Manufacturing the appearance of health and beauty seems to permeate not only American agriculture, but American attitudes about physical appearance. A friend of mine from high school recently wrote an article comparing the routines of French and American women, arguing that French women focus on producing a good “canvas” by moderating their inner selves, i.e. cultivating good habits and a good lifestyle. Meanwhile, American women focus on enhancing and minimizing their outward appearance, rather than understanding that their most beautiful inner and outer self is a product of how they live their lives. She writes of American women, “amid the noise and the rush, the goal of feeling (and thus looking) beautiful is lost. Though not true on an individual level, as a society, we value speed, efficiency, and novelty. These traits then permeate our beauty standards, leading us to believe that acne can be cured overnight if we just buy this new serum, rather than examining our habits and lifestyles.”

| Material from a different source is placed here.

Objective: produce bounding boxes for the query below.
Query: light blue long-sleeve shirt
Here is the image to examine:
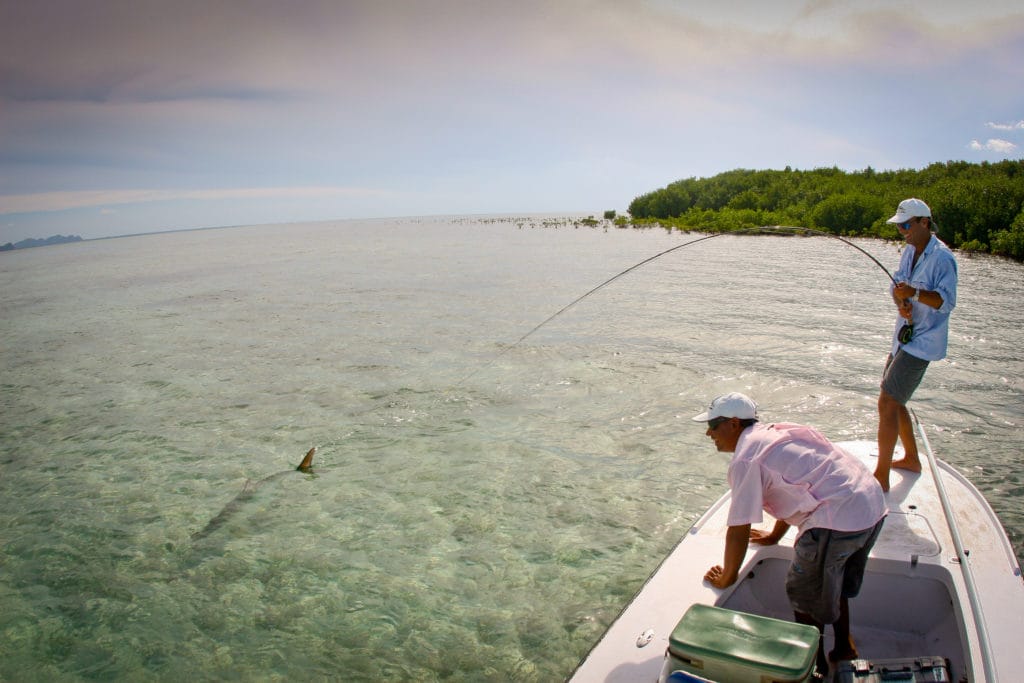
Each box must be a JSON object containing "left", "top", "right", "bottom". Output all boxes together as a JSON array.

American agriculture is arguably run on the same principles. In response to their markets, farmers value how fast and how efficiently their fields can be weeded, fed, and harvested, often turning to new products and seeds in order to maximize their crop’s abundance and marketability; conventional farmers have been taught to make the prettiest, most sellable products for the least amount of work and thought. It’s fast and easy, but in the process they’re not confronting the damage that those practices have wreaked upon their soil and their environment; they’re not making a good canvas for their crops.

This practice is not entirely their fault; land grant schools, popular wisdom, the U.S. government, you name it: they were all pushing farmers towards monoculture and money after the second World War. Now these farmers are prey to a system that’s monied, powerful, and entrenched. This is the groupthink that’s permeated conventional agriculture.

What Julie and what this program is trying to do is stop the enhancing and minimizing the food we put in our bodies via superficial means. Her goal is to teach that cultivating good agricultural habits, nourishing the soil, and being a steward of the land can create beautiful, rich food. The pea, radish, and clover on the Main Street Project’s land are part of a nutritional foundation for future crops; the group won’t even begin planting that land with food crops until a couple years from now. They are ditching the culture of appearances and profit for a systematic change in habits, thought, and rhetoric.

The health of the land is on the upswing, creating better food and better water. Perhaps our own health, whether it be personal or communal, will follow.